Abstract
Acute heart failure patients require inotropic support to improve haemodynamic function and cardiac output. Current inotropes such as dobutamine, increase contractile force by enhancing cytosolic Ca2+ cycling, consequently promoting arrhythmias, prompting a demand for inotropes with little effect on intracellular Ca2+ flux. Low-dose carbon monoxide (CO) induces inotropic effects in perfused hearts. Although this mechanism remains unclear, CO can interact with the myofilament protein troponin C. Using our CO-releasing prodrug, oCOm-21, we proposed that this inotropic effect may result from a CO-mediated increase in myofilament Ca2+ sensitivity.

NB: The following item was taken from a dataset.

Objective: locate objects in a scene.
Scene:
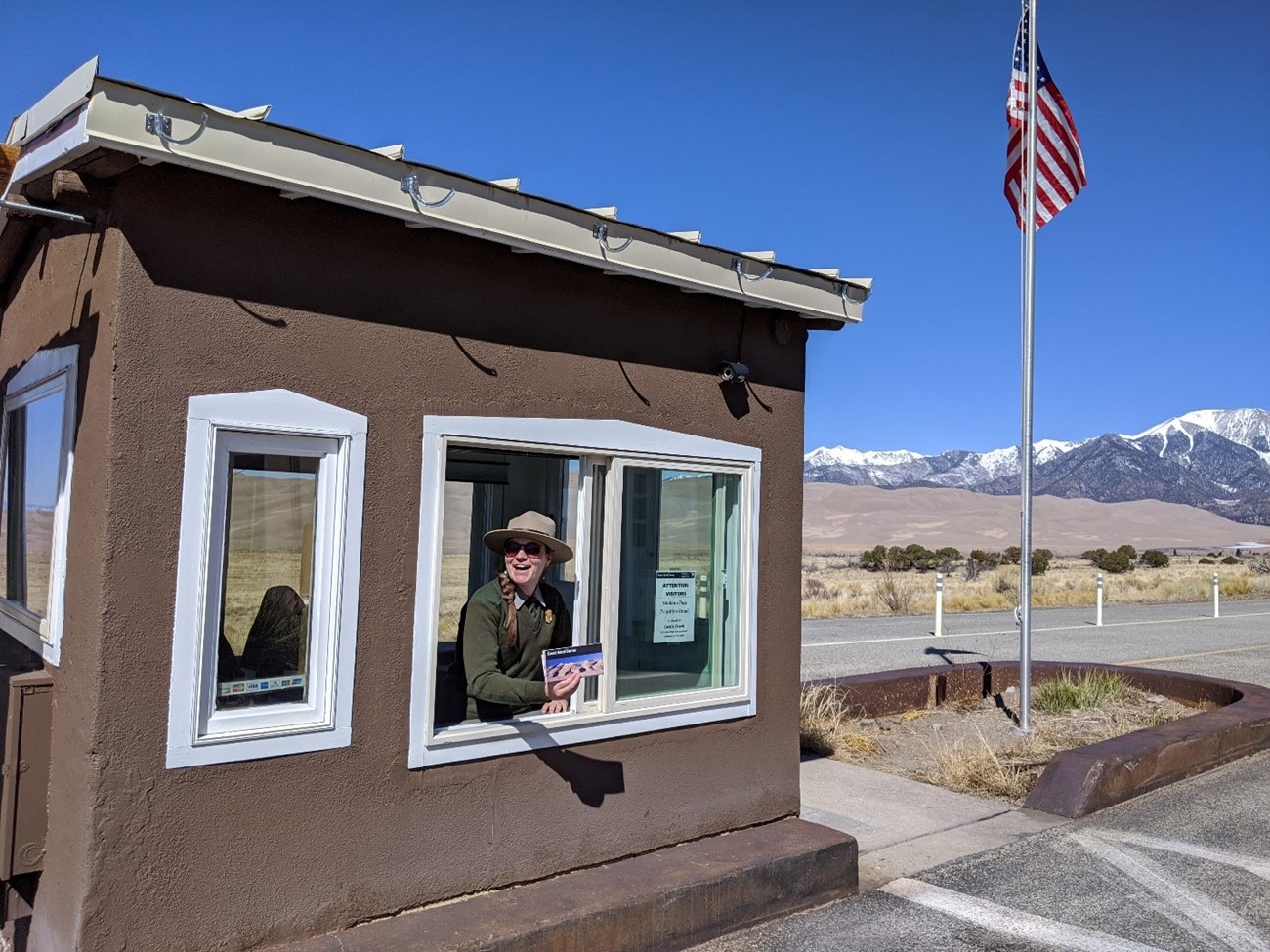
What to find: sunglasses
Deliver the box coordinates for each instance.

Male Sprague Dawley rat left ventricular (LV) cardiomyocytes were skinned and attached to a force-transducer. Force was measured as a function of pCa (-log [Ca2+]) in the range of pCa 9.0-4.5 under four conditions: vehicle, oCOm-21 (3 or 10μM), and the drug control BP-21 (9 cells/group). The Ca2+ concentration at which 50% of maximal force is produced (pCa50), was used to measure Ca2+ sensitivity. Results were analysed using a one-way ANOVA with a Bonferroni post-hoc test. Additionally, haemodynamic function was examined in Langendorff-perfused rat hearts treated with vehicle or 10μM oCOm-21 (n=5 hearts/treatment). Subsequent skinned cardiomyocytes were examined for changes in Ca2+ sensitivity. Haemodynamic responses over time were analysed by a two-way ANOVA with a Bonferroni post-hoc test while the Ca2+ sensitivity results were analysed by an unpaired Students t-test.

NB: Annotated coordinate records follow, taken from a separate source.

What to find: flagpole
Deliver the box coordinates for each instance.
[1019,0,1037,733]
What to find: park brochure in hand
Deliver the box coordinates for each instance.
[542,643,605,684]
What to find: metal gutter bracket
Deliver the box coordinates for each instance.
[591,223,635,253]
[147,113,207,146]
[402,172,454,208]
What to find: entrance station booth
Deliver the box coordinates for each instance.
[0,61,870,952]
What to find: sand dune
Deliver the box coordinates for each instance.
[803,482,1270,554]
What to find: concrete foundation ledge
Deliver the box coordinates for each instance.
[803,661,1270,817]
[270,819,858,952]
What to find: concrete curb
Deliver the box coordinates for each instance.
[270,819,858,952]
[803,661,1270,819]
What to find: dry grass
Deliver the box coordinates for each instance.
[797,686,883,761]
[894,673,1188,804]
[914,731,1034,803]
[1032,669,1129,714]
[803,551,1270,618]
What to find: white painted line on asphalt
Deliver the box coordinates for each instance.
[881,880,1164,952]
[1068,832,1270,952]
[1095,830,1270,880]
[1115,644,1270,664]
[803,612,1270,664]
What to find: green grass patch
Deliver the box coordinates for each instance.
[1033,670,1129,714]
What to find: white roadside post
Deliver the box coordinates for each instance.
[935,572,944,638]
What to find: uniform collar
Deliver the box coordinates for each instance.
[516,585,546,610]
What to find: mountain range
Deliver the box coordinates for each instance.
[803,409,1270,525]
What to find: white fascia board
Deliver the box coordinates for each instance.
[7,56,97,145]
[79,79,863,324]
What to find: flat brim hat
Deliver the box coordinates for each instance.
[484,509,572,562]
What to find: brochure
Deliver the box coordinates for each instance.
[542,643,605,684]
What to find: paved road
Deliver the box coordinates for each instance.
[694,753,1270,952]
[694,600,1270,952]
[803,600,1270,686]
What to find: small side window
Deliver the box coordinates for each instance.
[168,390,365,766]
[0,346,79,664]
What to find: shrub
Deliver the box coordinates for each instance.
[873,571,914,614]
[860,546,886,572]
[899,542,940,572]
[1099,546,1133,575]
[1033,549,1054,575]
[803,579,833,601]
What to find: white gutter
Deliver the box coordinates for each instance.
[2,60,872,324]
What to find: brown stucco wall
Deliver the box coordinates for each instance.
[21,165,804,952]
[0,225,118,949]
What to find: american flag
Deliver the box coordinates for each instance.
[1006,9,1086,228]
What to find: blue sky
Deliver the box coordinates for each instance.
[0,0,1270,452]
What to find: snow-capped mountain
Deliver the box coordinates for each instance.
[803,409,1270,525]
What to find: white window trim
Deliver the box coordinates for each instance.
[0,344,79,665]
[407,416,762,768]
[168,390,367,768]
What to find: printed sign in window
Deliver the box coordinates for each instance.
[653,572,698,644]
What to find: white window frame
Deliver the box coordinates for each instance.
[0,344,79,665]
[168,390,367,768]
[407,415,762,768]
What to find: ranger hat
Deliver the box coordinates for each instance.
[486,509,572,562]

oCOm-21 (10μM) (but not BP-21) significantly increased pCa50 compared to vehicle, respectively (pCa50 5.52 vs. 5.47 vs. 5.44; P < 0.05). oCOm-21 significantly increased both LV-developed pressure and Ca2+ sensitivity compared to vehicle, respectively (103 mmHg vs. 72 mmHg; P < 0.01; pCa50 5.50 vs. 5.47; P < 0.05).
These results support the hypothesis that oCOm-21-derived CO directly increases myofilament Ca2+ sensitivity. Importantly, the increased Ca2+ sensitivity was conserved in a pre-treated heart. Further analyses will examine if CO impacts cytosolic Ca2+ cycling.